Scikit模型运行w / OneHotEncoding后如何检索原始变量

Question

Scikit模型运行w / OneHotEncoding后如何检索原始变量

我已经从scikit-learn的SGDClassifier包中成功运行了一个逻辑回归模型，但是SGDClassifier.coef_由于输入数据是通过scikit-learn的OneHotEncoder进行转换的，因此无法轻松解释该模型的系数（通过访问）。

我的原始输入数据X的形状为（12000,11）：

X = np.array([[1,4,3...9,4,1],
              [5,9,2...3,1,4],
              ...
              [7,8,1...6,7,8]
              ])

Run Code Online (Sandbox Code Playgroud)

然后，我应用了一种热编码：

from sklearn.preprocessing import OneHotEncoder
enc = OneHotEncoder()
X_OHE = enc.fit_transform(X).toarray()

Run Code Online (Sandbox Code Playgroud)

产生形状数组（12000，696）：

X_OHE = np.array([[1,0,1...0,0,1],
                 [0,0,0...0,1,0],
                  ...
                 [1,0,1...0,0,1]
                 ])

Run Code Online (Sandbox Code Playgroud)

然后，我访问模型的系数，SGDClassifier.coef_从而产生形状数组（1,696）：

coefs = np.array([[-1.233e+00,0.9123e+00,-2.431e+00...-0.238e+01,-1.33e+00,0.001e-01]])
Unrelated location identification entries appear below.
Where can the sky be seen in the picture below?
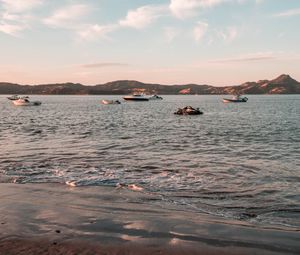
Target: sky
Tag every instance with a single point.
(215, 42)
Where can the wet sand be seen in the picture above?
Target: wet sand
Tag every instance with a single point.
(57, 219)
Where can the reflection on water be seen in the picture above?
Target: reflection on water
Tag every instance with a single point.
(237, 160)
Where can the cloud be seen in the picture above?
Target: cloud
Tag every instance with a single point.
(229, 34)
(92, 32)
(67, 17)
(17, 6)
(200, 30)
(187, 8)
(11, 29)
(260, 56)
(143, 16)
(15, 16)
(171, 33)
(103, 64)
(292, 12)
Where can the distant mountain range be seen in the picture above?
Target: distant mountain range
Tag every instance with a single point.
(283, 84)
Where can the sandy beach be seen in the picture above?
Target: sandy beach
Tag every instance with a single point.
(57, 219)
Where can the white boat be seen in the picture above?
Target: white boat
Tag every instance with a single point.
(25, 102)
(155, 97)
(235, 99)
(110, 102)
(13, 97)
(136, 97)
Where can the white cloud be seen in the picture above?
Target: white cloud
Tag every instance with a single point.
(171, 33)
(17, 6)
(94, 31)
(104, 64)
(229, 34)
(143, 16)
(16, 16)
(200, 30)
(187, 8)
(259, 56)
(11, 29)
(292, 12)
(67, 17)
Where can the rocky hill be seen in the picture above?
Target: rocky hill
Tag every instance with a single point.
(283, 84)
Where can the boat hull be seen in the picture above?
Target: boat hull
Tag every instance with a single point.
(35, 103)
(110, 102)
(226, 100)
(135, 99)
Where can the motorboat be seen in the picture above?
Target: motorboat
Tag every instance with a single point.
(188, 110)
(13, 97)
(110, 101)
(136, 97)
(155, 97)
(235, 99)
(24, 101)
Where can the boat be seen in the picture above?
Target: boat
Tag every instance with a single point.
(24, 101)
(188, 110)
(155, 97)
(235, 99)
(136, 97)
(13, 97)
(110, 101)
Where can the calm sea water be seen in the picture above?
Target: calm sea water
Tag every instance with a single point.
(237, 161)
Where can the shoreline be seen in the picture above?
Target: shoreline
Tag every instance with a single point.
(58, 219)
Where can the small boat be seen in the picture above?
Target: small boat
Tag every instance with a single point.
(188, 110)
(136, 97)
(235, 99)
(24, 101)
(110, 102)
(13, 97)
(155, 97)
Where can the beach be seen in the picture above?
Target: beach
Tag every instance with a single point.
(58, 219)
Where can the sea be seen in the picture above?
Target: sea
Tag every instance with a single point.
(237, 161)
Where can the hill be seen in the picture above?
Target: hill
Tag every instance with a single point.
(283, 84)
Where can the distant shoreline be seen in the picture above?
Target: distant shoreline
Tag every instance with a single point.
(283, 84)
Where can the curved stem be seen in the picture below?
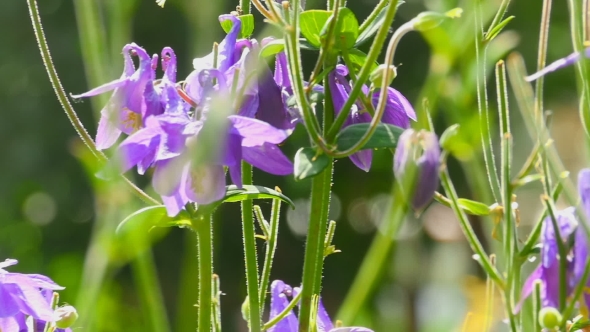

Run Code Online (Sandbox Code Playgroud)

我如何将系数值映射回中的原始值X，所以我可以说类似“如果变量foo的值为bar，则目标变量增加/减少bar_coeff“？

让我知道您是否需要有关数据或模型参数的更多信息。谢谢。

我在SO上发现了一个未解决的问题：如何在scikit-learn上进行标签编码和一种热编码后检索系数名称？

Answer 1

Nic*_*gel 1

在查看了该用户的详细解释后OneHotEncoder ，我能够创建一种（有点 hack-y）的方法来将模型系数与原始数据集相关联。

假设您已正确设置OneHotEncoder：

from sklearn.preprocessing import OneHotEncoder
from scipy import sparse

enc = OneHotEncoder()
X_OHE = enc.fit_transform(X)   # X and X_OHE as described in question

Run Code Online (Sandbox Code Playgroud)

您已成功运行 GLM 模型，例如：

from sklearn import linear_model

clf = linear_model.SGDClassifier()
clf.fit(X_train, y_train)

Run Code Online (Sandbox Code Playgroud)

其中有系数clf.coef_：

print clf.coef_
# np.array([[-1.233e+00,0.9123e+00,-2.431e+00...-0.238e+01,-1.33e+00,0.001e-01]])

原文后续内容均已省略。